When the SERPS change dramatically next time/there's an update, it's time to go back to this paper and look for possible reasons.
One of the interesting things in the paper is that the methodology does not exclude "evergreen" content from scoring high in SERPs:
"20. The method of claim 19, wherein the scoring the document includes: determining whether stale documents are considered favorable for a search query when the document is determined to be stale, and scoring the document based, at least in part, on whether stale documents are considered favorable for the search query when the document is determined to be stale. "

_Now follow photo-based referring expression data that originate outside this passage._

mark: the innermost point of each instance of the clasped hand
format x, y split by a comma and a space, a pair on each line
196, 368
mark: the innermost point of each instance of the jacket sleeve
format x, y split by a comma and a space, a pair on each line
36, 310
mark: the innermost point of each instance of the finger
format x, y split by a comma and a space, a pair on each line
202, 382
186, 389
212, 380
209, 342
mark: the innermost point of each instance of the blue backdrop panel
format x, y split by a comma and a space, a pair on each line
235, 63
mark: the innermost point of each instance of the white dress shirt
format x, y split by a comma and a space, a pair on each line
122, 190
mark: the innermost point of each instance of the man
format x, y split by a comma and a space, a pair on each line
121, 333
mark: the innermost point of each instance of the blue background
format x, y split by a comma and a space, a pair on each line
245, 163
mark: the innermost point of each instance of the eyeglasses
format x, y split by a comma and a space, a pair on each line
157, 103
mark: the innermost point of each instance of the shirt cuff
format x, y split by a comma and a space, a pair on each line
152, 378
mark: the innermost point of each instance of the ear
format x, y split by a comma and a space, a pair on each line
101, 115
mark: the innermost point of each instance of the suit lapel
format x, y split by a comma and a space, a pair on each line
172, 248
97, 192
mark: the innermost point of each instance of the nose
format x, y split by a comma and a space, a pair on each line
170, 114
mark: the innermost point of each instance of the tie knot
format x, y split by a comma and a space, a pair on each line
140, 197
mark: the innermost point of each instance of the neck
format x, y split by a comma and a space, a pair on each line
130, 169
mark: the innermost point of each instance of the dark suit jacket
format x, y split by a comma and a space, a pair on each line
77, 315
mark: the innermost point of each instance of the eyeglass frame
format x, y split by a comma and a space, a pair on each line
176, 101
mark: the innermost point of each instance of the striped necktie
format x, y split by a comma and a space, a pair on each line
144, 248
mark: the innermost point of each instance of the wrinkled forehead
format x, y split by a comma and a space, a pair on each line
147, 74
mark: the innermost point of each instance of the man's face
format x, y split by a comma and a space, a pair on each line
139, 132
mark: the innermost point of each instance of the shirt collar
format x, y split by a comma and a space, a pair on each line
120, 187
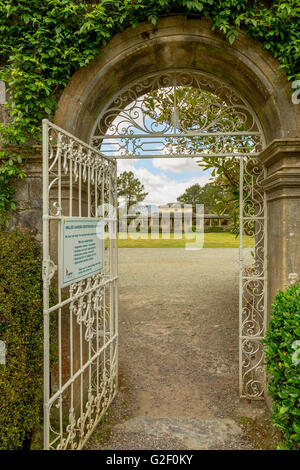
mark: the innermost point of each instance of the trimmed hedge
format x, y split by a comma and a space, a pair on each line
283, 364
21, 327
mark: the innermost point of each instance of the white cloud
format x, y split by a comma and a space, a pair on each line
163, 189
176, 165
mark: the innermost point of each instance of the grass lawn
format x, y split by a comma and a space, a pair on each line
211, 240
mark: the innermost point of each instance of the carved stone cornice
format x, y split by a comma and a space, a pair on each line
281, 160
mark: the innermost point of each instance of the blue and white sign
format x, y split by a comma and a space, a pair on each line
82, 248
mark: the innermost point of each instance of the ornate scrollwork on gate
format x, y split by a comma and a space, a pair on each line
79, 182
178, 113
186, 113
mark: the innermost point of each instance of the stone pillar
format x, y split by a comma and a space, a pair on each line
29, 196
281, 160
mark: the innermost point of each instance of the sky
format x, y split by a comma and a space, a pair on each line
165, 178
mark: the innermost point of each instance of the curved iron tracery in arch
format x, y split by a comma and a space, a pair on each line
177, 113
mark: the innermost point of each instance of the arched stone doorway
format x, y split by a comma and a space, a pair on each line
133, 54
249, 69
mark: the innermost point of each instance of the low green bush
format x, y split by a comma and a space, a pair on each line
282, 348
21, 328
214, 229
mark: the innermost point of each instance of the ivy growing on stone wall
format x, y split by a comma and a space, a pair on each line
43, 42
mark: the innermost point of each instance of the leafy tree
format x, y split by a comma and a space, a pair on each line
131, 188
199, 109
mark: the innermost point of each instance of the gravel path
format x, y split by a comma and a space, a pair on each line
179, 356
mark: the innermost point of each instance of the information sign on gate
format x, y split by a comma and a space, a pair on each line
82, 248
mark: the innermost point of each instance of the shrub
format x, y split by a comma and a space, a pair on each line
21, 328
283, 363
214, 229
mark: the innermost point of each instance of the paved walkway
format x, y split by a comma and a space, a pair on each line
179, 355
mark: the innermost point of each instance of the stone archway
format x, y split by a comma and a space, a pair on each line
178, 41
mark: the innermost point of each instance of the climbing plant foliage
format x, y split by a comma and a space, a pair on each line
283, 364
43, 42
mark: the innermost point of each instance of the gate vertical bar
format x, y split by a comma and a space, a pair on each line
241, 263
46, 261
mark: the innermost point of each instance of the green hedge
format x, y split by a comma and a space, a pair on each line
283, 364
21, 327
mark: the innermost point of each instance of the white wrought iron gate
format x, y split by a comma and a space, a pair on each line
81, 319
183, 113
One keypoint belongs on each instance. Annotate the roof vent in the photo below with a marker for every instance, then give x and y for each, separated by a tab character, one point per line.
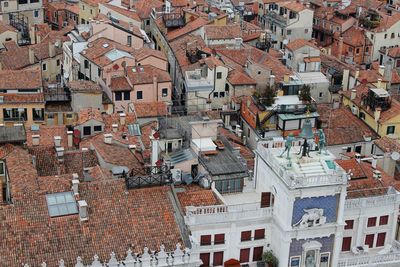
108	138
83	214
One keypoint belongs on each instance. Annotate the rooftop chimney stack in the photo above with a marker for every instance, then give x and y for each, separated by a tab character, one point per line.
108	138
75	186
122	118
57	141
115	128
353	94
83	212
60	154
35	140
70	138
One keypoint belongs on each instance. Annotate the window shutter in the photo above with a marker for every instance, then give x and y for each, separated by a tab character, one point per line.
205	258
346	244
380	242
244	255
259	234
218	258
265	199
257	253
369	240
246	236
205	240
219	239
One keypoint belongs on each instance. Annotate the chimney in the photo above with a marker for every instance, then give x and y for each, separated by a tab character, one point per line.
35	140
83	212
374	161
377	113
381	70
122	117
286	78
340	48
70	138
271	80
60	154
52	49
155	87
353	94
108	138
132	148
31	54
75	186
57	141
377	174
379	84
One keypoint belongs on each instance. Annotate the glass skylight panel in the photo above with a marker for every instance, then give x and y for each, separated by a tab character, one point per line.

62. The method of claim 61, wherein the indication of link churn is computed as a function of an extent to which one or more links provided by the linking document change over time.63. The method of claim 62, wherein adjusting the ranking includes penalizing the ranking if the link churn is above a threshold.
You've got to be kidding...
G has said both implicitly and explicity that trying to game the system will get you in trouble.

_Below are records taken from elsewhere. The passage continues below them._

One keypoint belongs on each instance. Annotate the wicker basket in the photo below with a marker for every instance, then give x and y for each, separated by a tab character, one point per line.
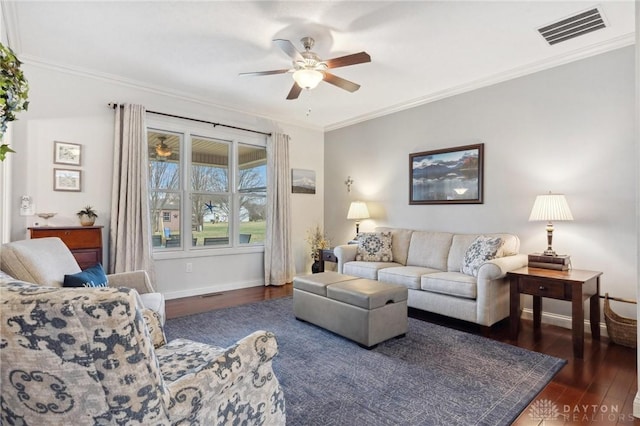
622	331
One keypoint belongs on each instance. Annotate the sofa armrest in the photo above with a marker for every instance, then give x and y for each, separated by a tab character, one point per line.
498	268
493	288
134	279
240	376
345	253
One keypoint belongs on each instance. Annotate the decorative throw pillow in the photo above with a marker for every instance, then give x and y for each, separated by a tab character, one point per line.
154	326
483	248
90	277
374	247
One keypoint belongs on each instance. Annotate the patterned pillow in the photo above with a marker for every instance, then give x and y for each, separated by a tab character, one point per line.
90	277
374	247
154	326
483	248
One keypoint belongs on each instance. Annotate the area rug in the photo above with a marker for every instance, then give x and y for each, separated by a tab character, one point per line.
433	376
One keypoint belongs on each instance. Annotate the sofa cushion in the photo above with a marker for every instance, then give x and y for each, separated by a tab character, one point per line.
90	277
374	247
461	242
482	249
366	269
408	276
400	239
451	283
429	249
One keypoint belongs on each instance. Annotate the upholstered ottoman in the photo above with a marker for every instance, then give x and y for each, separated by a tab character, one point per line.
365	311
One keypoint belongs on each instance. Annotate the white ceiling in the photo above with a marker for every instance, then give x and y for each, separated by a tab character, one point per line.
420	50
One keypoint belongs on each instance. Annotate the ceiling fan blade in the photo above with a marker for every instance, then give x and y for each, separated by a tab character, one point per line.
289	49
294	92
343	61
265	72
340	82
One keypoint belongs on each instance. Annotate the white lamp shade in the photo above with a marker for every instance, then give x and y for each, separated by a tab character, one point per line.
308	79
550	207
358	210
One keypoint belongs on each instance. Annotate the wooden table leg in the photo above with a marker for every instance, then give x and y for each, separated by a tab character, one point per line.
594	312
514	301
577	321
537	312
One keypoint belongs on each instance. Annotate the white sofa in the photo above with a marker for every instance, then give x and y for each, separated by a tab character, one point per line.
429	265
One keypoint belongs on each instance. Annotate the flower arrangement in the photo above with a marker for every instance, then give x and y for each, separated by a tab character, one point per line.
87	216
14	91
316	240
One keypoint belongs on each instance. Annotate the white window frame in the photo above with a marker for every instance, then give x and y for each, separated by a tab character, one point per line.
191	129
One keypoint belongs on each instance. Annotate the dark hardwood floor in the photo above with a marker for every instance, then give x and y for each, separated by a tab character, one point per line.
596	390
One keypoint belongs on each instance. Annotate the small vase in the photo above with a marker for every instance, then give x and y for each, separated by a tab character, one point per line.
87	221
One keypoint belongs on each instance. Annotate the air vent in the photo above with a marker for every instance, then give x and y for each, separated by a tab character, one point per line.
574	26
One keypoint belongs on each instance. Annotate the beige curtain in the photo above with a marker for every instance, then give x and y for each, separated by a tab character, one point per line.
130	232
279	266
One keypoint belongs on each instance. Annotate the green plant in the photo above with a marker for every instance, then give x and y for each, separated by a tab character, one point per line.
316	240
14	91
4	148
87	211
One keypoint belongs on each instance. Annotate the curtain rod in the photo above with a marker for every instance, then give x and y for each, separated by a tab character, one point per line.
114	105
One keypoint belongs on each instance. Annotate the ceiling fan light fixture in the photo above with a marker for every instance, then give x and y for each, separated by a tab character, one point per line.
308	79
162	149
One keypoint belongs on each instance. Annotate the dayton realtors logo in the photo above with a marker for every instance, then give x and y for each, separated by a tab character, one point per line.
543	409
547	410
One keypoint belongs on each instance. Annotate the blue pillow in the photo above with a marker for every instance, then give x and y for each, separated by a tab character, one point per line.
90	277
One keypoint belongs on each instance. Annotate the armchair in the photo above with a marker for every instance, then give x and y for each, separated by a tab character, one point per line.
85	356
45	261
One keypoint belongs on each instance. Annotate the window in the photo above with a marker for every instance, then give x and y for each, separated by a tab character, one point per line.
214	193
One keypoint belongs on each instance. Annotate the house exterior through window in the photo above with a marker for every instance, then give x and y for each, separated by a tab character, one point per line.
206	190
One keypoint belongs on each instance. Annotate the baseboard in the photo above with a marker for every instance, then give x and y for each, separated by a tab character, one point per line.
212	289
563	321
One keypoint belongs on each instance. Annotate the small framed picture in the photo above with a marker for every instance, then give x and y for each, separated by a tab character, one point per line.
66	180
303	181
66	153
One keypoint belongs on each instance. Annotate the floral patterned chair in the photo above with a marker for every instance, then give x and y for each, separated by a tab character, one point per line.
86	356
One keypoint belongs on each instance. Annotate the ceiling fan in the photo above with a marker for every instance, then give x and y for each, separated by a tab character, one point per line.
309	70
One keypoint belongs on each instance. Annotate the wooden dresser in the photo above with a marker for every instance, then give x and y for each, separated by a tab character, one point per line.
85	242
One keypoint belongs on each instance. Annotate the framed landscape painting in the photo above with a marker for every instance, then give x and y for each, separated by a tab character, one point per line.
66	180
303	181
66	153
447	176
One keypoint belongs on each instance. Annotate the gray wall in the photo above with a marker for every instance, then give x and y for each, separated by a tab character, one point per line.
569	130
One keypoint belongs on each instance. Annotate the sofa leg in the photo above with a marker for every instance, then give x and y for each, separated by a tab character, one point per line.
485	331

Now we see that they have considered using everything from length of domain registration to your star sign in determining placement in the SERPs. It seems that one would have to game the system to survive in this environment.
Did anyone ever tell G that if it looks like a duck and quacks like a duck there's a real good chance that it's a duck even if it doesn't sport a trusty "Shop at Amazon" banner on it's backside?

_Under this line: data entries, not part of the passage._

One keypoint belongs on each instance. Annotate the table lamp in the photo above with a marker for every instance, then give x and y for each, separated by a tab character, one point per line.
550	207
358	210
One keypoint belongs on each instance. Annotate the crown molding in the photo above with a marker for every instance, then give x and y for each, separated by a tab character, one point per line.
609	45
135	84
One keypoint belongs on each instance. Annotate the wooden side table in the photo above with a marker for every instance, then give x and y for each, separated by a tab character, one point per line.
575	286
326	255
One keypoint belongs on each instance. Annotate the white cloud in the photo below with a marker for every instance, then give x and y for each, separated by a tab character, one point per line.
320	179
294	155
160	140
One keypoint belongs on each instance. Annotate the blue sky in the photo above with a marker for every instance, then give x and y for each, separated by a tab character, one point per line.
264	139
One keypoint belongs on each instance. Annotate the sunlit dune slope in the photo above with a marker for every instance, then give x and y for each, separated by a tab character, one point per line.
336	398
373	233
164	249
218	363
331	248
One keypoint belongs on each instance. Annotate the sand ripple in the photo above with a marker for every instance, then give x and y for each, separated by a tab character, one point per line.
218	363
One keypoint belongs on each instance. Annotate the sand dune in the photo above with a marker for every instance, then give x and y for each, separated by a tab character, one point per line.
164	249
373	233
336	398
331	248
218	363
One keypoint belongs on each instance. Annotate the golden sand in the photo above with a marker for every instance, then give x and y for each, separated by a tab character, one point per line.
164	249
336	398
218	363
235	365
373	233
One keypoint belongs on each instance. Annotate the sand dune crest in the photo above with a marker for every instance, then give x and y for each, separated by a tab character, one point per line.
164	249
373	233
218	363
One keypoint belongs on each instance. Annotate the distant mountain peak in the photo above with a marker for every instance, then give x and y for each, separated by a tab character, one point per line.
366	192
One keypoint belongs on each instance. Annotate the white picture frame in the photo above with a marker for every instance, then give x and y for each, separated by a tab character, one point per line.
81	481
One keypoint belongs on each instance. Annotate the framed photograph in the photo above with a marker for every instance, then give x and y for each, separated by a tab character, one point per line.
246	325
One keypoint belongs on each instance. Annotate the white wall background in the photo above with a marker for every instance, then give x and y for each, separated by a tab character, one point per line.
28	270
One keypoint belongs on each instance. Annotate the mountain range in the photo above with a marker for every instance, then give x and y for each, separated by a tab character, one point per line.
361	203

On a more serious note, I manage some domains for local clients and usually renew the domain names on an annual basis, bill the client and repeat as necessary. That's just the most logical and reasonable way for me to do it. These are real brick and mortar businesses and I see no reason why annually renewing their domains should make these domains look 'shady.'
That must be why 'britney spears nude' pages are all over the first page for many terms that have nothing to do with her or nudity.
What part of the patent reads "crappy computer generated networks of spam are as good as authority sites, and their owners deserve to be rich"?
Such genius, such talent.
Corporate Google is killing the goose that laid the golden eggs.
Maybe G should ditch the PhDs in favor of kindergarten teachers.
Excellent point. Another hole in the "can't be hurt by competitors" claim.